Le premier symposium international de grande ampleur sur les abus sexuels dans l’Eglise s’ouvre lundi 6 février à l’Université grégorienne de Rome. Après plusieurs années marquées par la révélation de scandales de pédophilie au sein du clergé catholique, essentiellement en Occident, cette rencontre se base sur un échange d’expériences dans la lutte contre ces crimes afin de réaffirmer la volonté de l’Eglise de réagir avec détermination.
"Aucune organisation, ni aucun Etat n’a organisé un événement similaire", relève le Père jésuite Hans Zollner, responsable de la rencontre. Mis sur pied en étroite collaboration avec le Vatican, ce symposium intitulé : "Vers la guérison et le renouveau" verra la participation d’une centaine évêques du monde entier, d’experts et de cardinaux de la curie romaine.
Parmi ces intervenants chevronnés, le ‘promoteur de justice’ de la Congrégation pour la doctrine de la foi Mgr Charles Scicluna. Au micro de Radio Vatican, Mgr Charles Scicluna a expliqué que l'Eglise veut une politique claire et efficace en réponse au dramatique phénomène des abus sexuels commis au sein de l'Eglise (1). Les quatre journées de travail verront la participation des représentants de quelque 110 conférences épiscopales à travers le monde, de plusieurs responsables d’ordres religieux. Parmi eux, nous rappelons la présence de nos deux évêques référents en matière d'abus sexuels commis au sein de l'Eglise : Mgr Harpigny (fr) et Mgr Bonny (fl). A leur côté, participeront également au Congrès, frère René Stockman, supérieur général des Frères de la Charité et le Père jésuite Mark Rotsaert, membre de la Commission théologique qui accompagne ce symposium. Il s’agit d’expliquer que le phénomène n’est pas seulement occidental, et d’aider les responsables de l’Eglise mondiale à comprendre comment réagir, à avoir des "instruments concrets".
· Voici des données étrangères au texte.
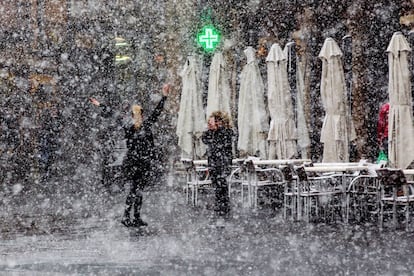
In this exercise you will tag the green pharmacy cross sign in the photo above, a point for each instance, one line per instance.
(208, 38)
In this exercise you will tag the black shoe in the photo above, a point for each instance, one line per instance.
(138, 223)
(126, 222)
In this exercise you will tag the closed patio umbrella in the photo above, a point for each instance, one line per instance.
(302, 128)
(191, 117)
(252, 116)
(218, 86)
(282, 131)
(400, 120)
(337, 129)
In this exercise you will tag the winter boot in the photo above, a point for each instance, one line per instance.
(126, 220)
(138, 222)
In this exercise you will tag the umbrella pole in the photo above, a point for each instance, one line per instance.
(347, 64)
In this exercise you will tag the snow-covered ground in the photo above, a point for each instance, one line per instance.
(183, 240)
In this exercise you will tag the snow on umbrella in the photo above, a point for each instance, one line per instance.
(252, 117)
(302, 128)
(282, 132)
(218, 86)
(337, 129)
(400, 121)
(191, 118)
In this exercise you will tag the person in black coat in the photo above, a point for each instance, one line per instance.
(140, 154)
(219, 140)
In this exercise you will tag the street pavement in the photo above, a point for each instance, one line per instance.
(186, 240)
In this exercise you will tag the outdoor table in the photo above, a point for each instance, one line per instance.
(335, 164)
(274, 162)
(409, 172)
(333, 169)
(280, 162)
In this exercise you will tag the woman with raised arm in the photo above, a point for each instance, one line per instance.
(140, 153)
(219, 140)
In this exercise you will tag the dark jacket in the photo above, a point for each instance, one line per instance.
(219, 150)
(141, 150)
(140, 145)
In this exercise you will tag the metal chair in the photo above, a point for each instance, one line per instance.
(362, 197)
(258, 178)
(395, 192)
(317, 191)
(290, 193)
(197, 178)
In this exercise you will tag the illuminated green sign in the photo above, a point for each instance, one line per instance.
(208, 38)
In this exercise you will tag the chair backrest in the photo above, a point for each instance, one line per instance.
(391, 177)
(250, 166)
(300, 171)
(287, 173)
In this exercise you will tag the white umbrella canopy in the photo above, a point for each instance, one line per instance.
(400, 118)
(282, 132)
(191, 117)
(219, 91)
(302, 128)
(337, 129)
(252, 119)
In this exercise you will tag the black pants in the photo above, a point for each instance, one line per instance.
(134, 199)
(222, 204)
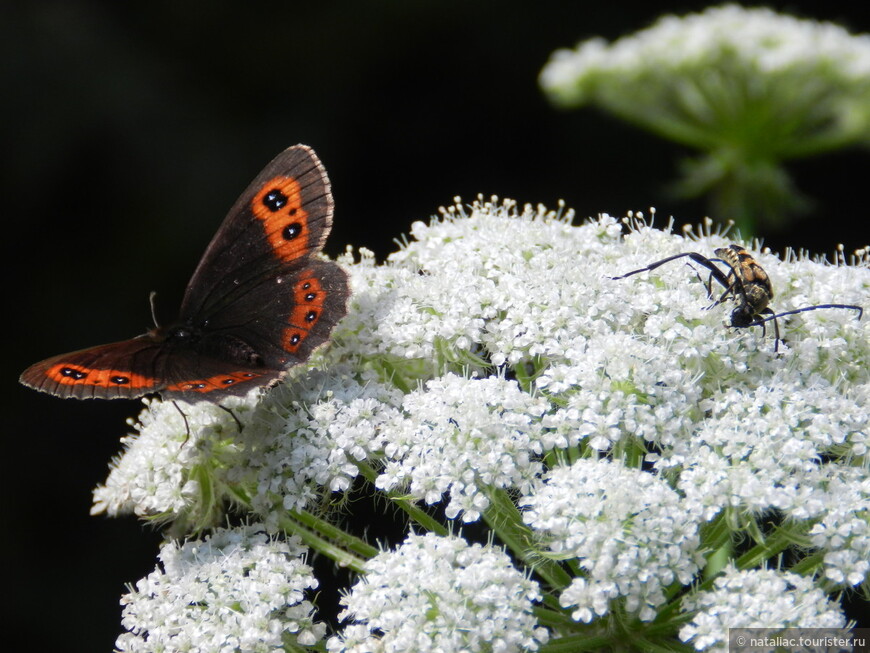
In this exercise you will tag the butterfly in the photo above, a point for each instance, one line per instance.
(260, 301)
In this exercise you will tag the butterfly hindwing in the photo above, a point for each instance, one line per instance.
(305, 303)
(120, 370)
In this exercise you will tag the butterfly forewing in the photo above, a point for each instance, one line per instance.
(260, 301)
(247, 249)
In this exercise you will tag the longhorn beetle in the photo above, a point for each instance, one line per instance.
(747, 283)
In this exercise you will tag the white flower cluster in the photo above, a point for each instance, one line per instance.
(629, 531)
(308, 436)
(440, 594)
(723, 41)
(761, 598)
(160, 471)
(495, 349)
(236, 591)
(461, 436)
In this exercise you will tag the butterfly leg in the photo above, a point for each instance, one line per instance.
(233, 415)
(186, 423)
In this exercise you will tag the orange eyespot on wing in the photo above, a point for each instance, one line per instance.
(72, 374)
(218, 383)
(279, 206)
(310, 297)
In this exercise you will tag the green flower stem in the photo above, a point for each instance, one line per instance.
(322, 537)
(774, 544)
(506, 521)
(420, 516)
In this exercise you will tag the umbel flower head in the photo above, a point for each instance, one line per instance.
(749, 88)
(609, 434)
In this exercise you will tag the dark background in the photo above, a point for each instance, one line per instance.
(128, 129)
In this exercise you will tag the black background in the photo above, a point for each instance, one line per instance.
(128, 129)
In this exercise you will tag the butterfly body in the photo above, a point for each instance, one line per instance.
(259, 302)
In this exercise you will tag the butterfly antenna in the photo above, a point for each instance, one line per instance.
(152, 299)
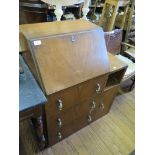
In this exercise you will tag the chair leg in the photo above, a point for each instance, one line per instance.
(133, 83)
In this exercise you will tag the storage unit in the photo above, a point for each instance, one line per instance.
(70, 61)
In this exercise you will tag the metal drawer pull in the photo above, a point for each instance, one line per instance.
(102, 106)
(59, 135)
(60, 104)
(93, 105)
(59, 122)
(98, 89)
(89, 119)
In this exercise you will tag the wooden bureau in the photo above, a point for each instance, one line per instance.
(70, 62)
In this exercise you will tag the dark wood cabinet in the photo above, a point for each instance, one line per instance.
(72, 66)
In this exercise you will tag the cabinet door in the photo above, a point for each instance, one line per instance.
(69, 59)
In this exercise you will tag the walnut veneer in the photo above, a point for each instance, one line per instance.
(70, 61)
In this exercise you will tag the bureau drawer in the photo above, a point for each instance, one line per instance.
(85, 108)
(92, 87)
(62, 100)
(60, 134)
(61, 119)
(105, 100)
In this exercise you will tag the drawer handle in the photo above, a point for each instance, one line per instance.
(60, 105)
(102, 106)
(89, 119)
(59, 135)
(98, 89)
(59, 121)
(93, 105)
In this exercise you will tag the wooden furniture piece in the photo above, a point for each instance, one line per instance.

Pour ce symposium les jésuites et le Vatican ont particulièrement soigné la communication. Outre la participation d’une centaine de journalistes, cette rencontre inédite sera largement présente sur internet (https://thr.unigre.it), avec la mise en ligne des différentes interventions et même l’ouverture d’un compte ‘Twitter’.
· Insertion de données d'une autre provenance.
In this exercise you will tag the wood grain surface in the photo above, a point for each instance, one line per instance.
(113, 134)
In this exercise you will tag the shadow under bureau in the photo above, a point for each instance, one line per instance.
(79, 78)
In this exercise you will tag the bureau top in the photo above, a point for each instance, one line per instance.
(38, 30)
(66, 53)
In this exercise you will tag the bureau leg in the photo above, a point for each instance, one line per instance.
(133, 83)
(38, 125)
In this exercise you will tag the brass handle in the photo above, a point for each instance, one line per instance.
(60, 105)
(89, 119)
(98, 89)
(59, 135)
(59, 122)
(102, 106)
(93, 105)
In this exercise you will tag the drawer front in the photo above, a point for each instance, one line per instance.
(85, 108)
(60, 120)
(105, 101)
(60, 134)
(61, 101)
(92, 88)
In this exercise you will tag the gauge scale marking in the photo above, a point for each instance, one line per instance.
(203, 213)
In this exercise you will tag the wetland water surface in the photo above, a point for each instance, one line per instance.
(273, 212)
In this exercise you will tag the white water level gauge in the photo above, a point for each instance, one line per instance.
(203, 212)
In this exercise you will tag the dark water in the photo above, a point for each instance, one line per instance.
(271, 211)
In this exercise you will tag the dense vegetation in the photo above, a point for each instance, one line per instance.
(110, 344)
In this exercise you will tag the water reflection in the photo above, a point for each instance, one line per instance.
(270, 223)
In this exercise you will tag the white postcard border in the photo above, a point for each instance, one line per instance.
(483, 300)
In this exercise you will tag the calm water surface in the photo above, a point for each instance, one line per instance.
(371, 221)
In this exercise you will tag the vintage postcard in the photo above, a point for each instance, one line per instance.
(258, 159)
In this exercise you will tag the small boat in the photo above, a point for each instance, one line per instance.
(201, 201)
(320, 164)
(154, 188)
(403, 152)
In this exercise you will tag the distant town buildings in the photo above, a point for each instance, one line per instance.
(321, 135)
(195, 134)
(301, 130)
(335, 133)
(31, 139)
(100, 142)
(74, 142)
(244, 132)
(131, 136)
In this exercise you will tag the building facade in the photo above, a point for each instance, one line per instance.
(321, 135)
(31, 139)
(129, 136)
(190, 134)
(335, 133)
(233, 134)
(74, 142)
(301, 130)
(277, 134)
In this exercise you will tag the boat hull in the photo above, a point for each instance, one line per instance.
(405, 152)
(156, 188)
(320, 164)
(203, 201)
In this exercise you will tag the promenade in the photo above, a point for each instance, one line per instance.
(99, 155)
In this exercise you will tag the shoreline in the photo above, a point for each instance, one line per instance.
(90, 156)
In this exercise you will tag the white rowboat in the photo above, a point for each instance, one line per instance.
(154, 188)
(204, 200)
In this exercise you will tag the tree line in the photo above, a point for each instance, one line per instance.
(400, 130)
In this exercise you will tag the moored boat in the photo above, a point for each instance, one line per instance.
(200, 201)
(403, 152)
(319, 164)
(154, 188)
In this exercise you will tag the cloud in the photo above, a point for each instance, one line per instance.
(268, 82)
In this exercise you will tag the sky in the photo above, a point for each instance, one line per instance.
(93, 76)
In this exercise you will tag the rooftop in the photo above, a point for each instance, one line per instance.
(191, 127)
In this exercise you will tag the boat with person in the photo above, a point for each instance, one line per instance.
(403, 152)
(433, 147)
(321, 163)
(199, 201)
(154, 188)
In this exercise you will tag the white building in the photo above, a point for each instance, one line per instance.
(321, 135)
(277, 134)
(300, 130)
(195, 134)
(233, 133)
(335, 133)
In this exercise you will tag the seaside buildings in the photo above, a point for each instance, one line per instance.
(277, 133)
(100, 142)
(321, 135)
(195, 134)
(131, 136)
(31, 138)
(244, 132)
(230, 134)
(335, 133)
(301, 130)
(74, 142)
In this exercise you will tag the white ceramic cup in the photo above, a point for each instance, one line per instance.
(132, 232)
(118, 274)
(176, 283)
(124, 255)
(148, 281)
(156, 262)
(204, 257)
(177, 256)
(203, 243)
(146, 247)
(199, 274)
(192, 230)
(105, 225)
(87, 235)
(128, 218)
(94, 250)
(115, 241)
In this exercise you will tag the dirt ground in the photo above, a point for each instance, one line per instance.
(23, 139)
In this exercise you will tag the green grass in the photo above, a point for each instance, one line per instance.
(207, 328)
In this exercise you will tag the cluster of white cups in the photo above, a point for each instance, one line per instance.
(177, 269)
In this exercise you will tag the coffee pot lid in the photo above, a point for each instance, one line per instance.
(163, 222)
Préparé de longue date, ce symposium organisé sous les auspices de l’Université Grégorienne de Rome a reçu un appui clair de la curie et du Saint-Siège, a assuré le Père Federico Lombardi. Le directeur du Bureau de presse du Saint-Siège a également annoncé qu’un message de Benoît XVI aux participants serait lu à l’ouverture des travaux. Il a aussi assuré que le pape, à travers un don de la ‘Papal foundation’, avait souhaité offrir une contribution "consistante" au Centre de formation pour la protection des enfants sur internet qui sera lancé à la fin du symposium et installé à Munich, en Allemagne.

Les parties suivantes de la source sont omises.